Wayne Bristow and the journey to becoming a happy grumpy old man.

On getting older

One of the things that I’ve dreaded having to deal with is aging,  But I am going to get older and I will have to find a way to live with it.  Aging myself is in fact the worst. Many times I find myself wondering “am I too old to do this, too old to go there, too old for that guy?”  (I did the older guy/younger guy thing; it didn’t work but that’s another story).

I like it when these twenty-something kids try to put me down and call me “old man”. I tell them right away that I’m not old, I’m just “older”. It’s a hoot to hear them tell me to get a life. I tell them I’ve lived a life already; at least I made to this age, they haven’t yet. Being able to tell them that I had my job longer than they’ve been alive was enlightening for them, I’m sure. Hell, I had cowboy boots older than most of them.
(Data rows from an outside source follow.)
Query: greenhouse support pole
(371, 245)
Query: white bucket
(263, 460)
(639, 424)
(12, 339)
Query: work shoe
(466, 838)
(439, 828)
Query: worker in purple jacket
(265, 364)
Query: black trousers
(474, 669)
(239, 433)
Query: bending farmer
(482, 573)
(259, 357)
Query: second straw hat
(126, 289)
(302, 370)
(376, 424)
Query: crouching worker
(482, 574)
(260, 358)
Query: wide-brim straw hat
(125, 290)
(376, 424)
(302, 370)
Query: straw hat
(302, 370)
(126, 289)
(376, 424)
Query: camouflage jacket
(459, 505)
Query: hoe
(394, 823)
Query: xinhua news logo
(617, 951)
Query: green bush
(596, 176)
The music of today drives me crazy. If they played some of this stuff back in my day, I’d be whacking the record player. It sounds like the needle got stuck. I swear some of that "Boom Boom Boom" throws my heartbeat out of whack and makes my whole body vibrate and not in a good way. If anyone were to catch me singing along to Justin Bieber's "Baby", they’d think I was in pain or constipated.
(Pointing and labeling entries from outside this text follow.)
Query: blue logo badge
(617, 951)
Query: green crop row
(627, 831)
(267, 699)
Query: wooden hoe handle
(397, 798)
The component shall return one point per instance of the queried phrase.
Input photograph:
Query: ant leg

My Mom commented back when I was about 40 that I dress too young. What does that mean? My response was that when I'm looking to buy a shirt, if I find one that will fit me, I look at the price tag, and I don't see any age limit on it. I never ever thought I’d be caught dead in a cardigan like some 70-year old but, hey, they came back into style. So far I only have one. Next on the list is “suspenders”, I’ve noticed people wearing them again. Could it be they are making “older” the “new black”? Even the Buddy Holly glasses I wore at 14 years old are back in style, so I had to get a pair when it was time for a new pair.

waynegrumpy2

I worked for a while with seniors and I remember a lot of the terminology that they use and it made me wonder what people my age would use when we got to be their age. Things like, “that’s some groovy shit. eh?”.  Or as the nurses go by, “is that a wiggle or is your ass chewing bubblegum?”

I am sitting on another panel this week dealing with one of my favourite topics, HIV and aging. so it’s been back on my mind. I’ll be answering questions about how old I was when I was diagnosed, what were my expectations in life at that time, what they are now, what are my fears. Other questions will deal with changes I’ve noticed in my body, if I think it’s the meds or just the aging process. It will conclude with each of us giving a final thought and because the symposium is aimed to the healthcare profession this is what I am going to say:

“Back in the early 1980s there was an epidemic that no one knew much about. It took the lives of millions of people before science caught up to it and learned how to control it. Scientists discovered new medications, advocates and survivors joined together to help stop the spread of the disease. People began living with the virus and many of the original people who were infected are still alive today, still fighting.

Today we are seeing an epidemic of another kind: people living with HIV are getting older just like everyone else. We are only the beginning, we are the new leaders. We know how much of strain  baby boomers will be on the medical community; people living with HIV are among them. Right now, long-term care facilities don’t understand HIV or us, they aren’t ready for us. As we remember those that came before us, let’s make it impossible for people to forget us as well. We won’t require any special treatment, we only want what anyone else receives, nothing more.”

Well, this was fun actually, I think I am on pace to be a classic “grumpy old man”. If that happens sooner for me than others, so be it, I’ll be dressed for it - and in style.